By default, the router will request a prediction to the endpoint <SELDON_URL>/predict. If however, your Seldon deployment uses another prediction endpoint, you can specify it by adding the SELDON_ENDPOINT enviroment variable above, for instance:

-e SELDON_ENDPOINT=api/v0.1/predictions
Building from source

To build the router from source, first clone the repository and build it with:

$ git clone https://github.com/ruivieira/ccfd-fuse.git
$ mvn -f ccfd-fuse/pom.xml clean install -P openshift

and then deploy it with the same commands as the previous section.

Optional

Building the KJARs

The KJARs are available at the ccfd-kjars git repository. To build them:

$ git clone https://github.com/ruivieira/ccfd-kjars.git
$ cd ccfd-kjars
$ NEXUS_URL=<NEXUS_URL> mvn clean deploy

Running locally

To run a local version of this demo locally a Docker compose is provided. The demo can be started using the docker-composer up command.

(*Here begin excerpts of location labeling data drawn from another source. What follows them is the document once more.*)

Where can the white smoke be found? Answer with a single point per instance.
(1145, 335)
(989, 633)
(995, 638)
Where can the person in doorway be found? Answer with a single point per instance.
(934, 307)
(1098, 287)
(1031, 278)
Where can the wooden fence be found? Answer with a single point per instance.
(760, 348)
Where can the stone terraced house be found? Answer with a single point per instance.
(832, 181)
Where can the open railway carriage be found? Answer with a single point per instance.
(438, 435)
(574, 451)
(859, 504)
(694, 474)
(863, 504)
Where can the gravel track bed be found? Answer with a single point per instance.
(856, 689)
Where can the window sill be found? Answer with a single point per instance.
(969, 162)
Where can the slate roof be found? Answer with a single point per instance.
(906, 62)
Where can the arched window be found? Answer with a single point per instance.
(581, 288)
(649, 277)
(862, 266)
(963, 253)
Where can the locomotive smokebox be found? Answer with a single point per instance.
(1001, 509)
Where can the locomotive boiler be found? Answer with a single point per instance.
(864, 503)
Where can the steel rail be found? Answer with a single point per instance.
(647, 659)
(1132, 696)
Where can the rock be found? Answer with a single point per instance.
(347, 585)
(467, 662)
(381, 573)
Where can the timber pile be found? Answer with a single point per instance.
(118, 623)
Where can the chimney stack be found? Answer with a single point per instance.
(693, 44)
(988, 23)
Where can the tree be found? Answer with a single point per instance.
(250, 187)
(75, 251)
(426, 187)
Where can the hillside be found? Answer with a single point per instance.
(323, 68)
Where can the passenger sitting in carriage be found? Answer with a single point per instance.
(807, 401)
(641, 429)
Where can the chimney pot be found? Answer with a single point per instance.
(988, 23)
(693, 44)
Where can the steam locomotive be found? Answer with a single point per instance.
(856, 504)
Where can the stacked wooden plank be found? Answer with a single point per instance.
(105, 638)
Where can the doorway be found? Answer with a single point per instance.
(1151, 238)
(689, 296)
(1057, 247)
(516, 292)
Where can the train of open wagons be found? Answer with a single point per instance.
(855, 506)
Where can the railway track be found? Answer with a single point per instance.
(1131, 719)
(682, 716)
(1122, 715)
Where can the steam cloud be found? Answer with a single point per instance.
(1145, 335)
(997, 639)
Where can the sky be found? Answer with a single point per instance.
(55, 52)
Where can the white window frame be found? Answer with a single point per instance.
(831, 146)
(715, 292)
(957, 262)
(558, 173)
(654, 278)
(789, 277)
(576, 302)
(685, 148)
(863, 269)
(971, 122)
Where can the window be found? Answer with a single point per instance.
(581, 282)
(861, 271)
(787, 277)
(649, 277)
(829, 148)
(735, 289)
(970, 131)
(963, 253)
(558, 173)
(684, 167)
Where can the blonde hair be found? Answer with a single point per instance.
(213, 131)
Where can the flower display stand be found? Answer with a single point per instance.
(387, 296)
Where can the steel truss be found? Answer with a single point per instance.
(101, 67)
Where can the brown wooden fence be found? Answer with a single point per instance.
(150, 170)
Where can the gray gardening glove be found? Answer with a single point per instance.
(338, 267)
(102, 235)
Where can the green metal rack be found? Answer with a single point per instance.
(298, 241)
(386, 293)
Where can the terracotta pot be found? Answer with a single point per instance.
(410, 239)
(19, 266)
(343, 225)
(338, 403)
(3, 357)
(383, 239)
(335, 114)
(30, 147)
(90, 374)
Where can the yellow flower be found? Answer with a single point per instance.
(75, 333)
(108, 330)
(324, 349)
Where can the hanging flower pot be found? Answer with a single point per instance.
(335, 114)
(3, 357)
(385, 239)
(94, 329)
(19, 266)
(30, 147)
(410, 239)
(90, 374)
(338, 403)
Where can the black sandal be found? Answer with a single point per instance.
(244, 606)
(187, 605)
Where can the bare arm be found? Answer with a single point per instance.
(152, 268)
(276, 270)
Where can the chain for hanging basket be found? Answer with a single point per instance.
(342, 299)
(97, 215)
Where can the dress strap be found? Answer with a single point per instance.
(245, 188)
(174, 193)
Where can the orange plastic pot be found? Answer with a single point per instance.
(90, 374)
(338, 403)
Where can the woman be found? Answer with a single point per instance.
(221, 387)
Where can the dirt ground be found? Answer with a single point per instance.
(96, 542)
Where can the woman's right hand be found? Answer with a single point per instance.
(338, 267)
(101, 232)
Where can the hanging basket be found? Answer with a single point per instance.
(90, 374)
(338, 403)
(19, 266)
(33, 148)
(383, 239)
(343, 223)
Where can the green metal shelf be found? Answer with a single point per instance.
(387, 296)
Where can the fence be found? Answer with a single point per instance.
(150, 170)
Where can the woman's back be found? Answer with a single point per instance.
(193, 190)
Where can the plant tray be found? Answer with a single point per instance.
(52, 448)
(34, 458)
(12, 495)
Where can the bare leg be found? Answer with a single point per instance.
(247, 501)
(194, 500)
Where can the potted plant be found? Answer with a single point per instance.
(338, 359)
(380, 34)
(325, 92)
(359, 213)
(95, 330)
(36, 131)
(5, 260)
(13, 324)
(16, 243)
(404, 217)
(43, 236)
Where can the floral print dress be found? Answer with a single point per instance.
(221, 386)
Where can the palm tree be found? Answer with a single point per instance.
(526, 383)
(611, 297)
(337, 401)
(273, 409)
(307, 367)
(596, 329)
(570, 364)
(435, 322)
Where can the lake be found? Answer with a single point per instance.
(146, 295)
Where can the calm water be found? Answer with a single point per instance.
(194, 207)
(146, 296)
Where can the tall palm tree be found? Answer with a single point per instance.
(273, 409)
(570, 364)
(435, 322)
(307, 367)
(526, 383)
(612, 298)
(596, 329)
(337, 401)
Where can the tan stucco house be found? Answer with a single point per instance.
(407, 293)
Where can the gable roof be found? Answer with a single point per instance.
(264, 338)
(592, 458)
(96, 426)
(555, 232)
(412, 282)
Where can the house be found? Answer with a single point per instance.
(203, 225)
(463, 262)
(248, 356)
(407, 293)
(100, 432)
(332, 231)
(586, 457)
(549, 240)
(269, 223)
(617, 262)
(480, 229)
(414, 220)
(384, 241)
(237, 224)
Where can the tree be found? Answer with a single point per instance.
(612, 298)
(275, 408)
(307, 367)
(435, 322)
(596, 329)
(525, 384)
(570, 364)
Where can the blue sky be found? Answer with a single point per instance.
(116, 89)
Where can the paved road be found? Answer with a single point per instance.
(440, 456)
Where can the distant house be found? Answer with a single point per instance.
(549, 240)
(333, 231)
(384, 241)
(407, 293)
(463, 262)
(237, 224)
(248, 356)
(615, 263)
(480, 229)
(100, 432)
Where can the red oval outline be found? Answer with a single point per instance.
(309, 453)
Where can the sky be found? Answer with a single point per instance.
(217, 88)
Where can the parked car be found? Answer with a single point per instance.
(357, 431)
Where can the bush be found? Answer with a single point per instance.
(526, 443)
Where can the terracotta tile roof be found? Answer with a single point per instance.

If you prefer to start the services individually, the preferred order of instantiation is:

  • zoo1 and kafka1 - Zookeeper and Apache Kafka
  • seldon - Seldon model server
  • kieserver - KIE execution server
  • kafka-producer - Kafka transaction producer
  • notification - Customer notification service
  • camel - Apache Camel router

Environment variables

  • BROKER_URL - Kafka's broker adress
  • SELDON_URL - Seldon's server address
  • KAFKA_TOPIC - topic which Camel listen too
  • SELDON_TOKEN (optional) - Seldon's authentication token

Description

Business processes

The Business Process (BP) corresponding to a potential fraudulent transaction consists of the following flow:

  • The process is instantiated with the transaction's data
  • The CustomerNotification node sends a message to the <CUSTOMER-OUTGOING> topic with the customer's id and the transaction's id
  • At this point, either one of the two branches will be active:
    • If no customer response is receive, after a certain specified time, a timer will trigger the creation of a User Task, assigned to a fraud investigator.
    • If (before the timer expires) a response sent, the process is notified via a signal, containing the customer's response as the payload (either true, the customer made the transation or false, they did not). From here two additional branches:
      • If the customer acknowledges the transaction, it is automatically approved
      • If not, the transaction is cancelled

The customer notification/response works by:

  • Sending a message with the customer and transaction id to <CUSTOMER-OUTGOING> topic
  • This message is picked by the notification service, which will send an approriate notification (email, SMS, etc)
  • Customer response is sent to the <CUSTOMER-RESPONSE> topic, which is picked by the Camel router, which in turn sends it to the appropriate container, using a KIE server REST endpoint, as a signal containing the customer response

Footnotes

Footnotes

  1. In case you need cluster admin privileges to deploy Strimzi, in which case (in a development setup) you can run oc adm policy add-cluster-role-to-user cluster-admin system:serviceaccount:default:strimzi-cluster-operator.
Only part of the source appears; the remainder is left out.